GlobeSt.com: And that would be…?

Harries: It depends on the opportunities, and where they are. Geography has a lot to do with it. I anticipate in calendar year 2009, we’ll probably pick up five or six deals, be it individual properties or small portfolios. I don’t want to take on more than that because then we can’t deliver our deep level of service. If someone came to me tomorrow and said they wanted me to take over 40 properties, I’d have to turn that deal down. I don’t think I could deliver the level of service that we want to deliver, not that much that quickly. Perhaps down the road, but not in one lump sum.

Basically, we’re trying to avoid being a commodity third-party management company. I want to be as big as we need to be to continue to provide challenges and opportunities for my team to grow and expand and to serve the people at the level we’re committed to. And you don’t have to be the biggest in the market to attract people.

GlobeSt.com: So what’s the value of the transaction that gave you control?

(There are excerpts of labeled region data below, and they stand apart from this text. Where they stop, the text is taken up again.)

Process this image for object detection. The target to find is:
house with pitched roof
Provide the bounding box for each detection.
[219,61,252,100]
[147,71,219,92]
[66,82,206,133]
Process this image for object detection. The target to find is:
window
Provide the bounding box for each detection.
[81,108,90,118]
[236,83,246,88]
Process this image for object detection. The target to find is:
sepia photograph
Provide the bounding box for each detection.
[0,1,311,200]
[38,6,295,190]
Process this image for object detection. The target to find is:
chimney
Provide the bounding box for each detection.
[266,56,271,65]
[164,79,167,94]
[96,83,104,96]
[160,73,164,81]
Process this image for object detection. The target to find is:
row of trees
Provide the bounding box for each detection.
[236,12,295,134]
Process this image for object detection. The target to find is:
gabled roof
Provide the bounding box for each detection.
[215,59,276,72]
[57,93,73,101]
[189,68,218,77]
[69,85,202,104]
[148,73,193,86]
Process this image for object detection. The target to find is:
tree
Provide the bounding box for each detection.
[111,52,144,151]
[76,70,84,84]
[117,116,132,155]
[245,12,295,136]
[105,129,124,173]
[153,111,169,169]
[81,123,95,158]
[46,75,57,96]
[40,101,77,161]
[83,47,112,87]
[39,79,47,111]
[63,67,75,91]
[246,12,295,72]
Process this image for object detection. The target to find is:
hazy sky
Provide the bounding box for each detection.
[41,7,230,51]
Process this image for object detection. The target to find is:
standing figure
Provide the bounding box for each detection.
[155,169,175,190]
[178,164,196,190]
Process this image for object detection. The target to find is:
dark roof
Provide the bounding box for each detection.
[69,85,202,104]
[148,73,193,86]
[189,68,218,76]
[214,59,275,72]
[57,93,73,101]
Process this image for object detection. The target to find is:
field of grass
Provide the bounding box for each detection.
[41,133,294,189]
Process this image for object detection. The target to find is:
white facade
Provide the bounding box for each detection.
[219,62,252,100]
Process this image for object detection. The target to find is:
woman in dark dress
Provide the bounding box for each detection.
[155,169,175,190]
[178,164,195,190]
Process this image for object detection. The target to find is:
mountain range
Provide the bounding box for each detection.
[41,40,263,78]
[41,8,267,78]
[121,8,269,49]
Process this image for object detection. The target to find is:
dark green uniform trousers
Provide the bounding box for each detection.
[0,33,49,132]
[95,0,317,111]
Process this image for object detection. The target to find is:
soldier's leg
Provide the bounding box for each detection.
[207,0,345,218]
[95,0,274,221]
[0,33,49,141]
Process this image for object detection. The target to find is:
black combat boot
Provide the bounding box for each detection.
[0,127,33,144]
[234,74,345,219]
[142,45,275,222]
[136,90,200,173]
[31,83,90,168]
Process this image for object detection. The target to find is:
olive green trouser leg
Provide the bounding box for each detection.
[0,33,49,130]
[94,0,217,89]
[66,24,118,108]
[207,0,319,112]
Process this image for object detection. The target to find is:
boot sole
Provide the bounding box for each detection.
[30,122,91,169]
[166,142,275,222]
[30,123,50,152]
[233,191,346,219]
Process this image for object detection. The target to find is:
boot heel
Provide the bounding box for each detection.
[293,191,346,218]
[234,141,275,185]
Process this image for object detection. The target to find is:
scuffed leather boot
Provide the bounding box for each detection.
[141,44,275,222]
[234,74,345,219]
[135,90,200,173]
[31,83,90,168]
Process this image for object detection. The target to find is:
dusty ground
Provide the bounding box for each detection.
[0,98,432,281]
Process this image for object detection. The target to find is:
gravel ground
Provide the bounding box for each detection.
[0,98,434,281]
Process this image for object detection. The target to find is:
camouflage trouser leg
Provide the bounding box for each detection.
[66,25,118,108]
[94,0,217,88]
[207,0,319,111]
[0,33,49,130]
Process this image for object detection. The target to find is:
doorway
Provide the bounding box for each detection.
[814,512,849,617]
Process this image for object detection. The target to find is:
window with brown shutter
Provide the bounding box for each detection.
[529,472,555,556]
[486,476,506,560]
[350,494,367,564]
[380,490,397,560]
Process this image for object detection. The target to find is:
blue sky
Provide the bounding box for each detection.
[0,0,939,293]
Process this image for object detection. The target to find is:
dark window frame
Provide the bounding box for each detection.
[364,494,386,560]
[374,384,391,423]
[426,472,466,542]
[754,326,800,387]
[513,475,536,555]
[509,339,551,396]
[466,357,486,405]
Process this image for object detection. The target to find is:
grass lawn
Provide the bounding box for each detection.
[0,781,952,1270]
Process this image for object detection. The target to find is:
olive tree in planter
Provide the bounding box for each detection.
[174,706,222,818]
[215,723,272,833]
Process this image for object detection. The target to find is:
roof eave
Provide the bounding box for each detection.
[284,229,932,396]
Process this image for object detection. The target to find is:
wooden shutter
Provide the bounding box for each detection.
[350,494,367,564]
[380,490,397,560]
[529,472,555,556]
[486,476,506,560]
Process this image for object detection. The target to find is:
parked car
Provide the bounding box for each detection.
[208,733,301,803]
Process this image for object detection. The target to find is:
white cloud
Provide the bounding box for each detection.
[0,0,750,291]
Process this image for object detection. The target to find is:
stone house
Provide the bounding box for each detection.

Harries: I don’t know. We haven’t valued it because when you take on control, it isn’t just about assets; it’s also about liabilities. If I had to be cold and calculated, I’d value it as a start-up. The value is in the intellectual property and the potential of the team and the market. I don’t know what kind of number to put on it. I believe it’s priceless. I’ m putting everything I have into this and staking my career and reputation on the belief that this is the right move in the right way at the right time. We’re not trying to be all things to all people. But we believe we’re for the right people, and we believe strongly in it. My senior team and I unanimously agree that the risks and the rewards were well balanced to move forward.

GlobeSt.com: As investors such as institutions and others who may be new entrants to the sector, do you see a growing need or preference for third-party management companies? Did that play into your decision at all?

Harries: Absolutely. At a recent conference I went to, every other person said there has to be an experienced management component to the team or the deal isn’t going to be considered, let alone funded, bought or sold. Expertise is just going to become mandatory. Whether it’s a small, local bank or the highest-level institutional investor, they’re going to want to know who’s going to run the property.

It’s unfortunately a bad time for the development and lending side, but it’s a good time to be a manager in this business because there is a lot of existing product that needs to be managed better, and any new product is going to need more involvement from management on the front end. There have been a lot of properties built in the last few years and some are in trouble, others may be there very soon. We hear over and over on new and existing projects, ‘there must be a seasoned and motivated management company in the deal.’

We’re positioned to do well. We’re not trying to conquer the world; we’re just trying to add some value to the right areas. I’d like to think of us as part of the solution to the distraught market, helping some of these problem assets get their heads above water.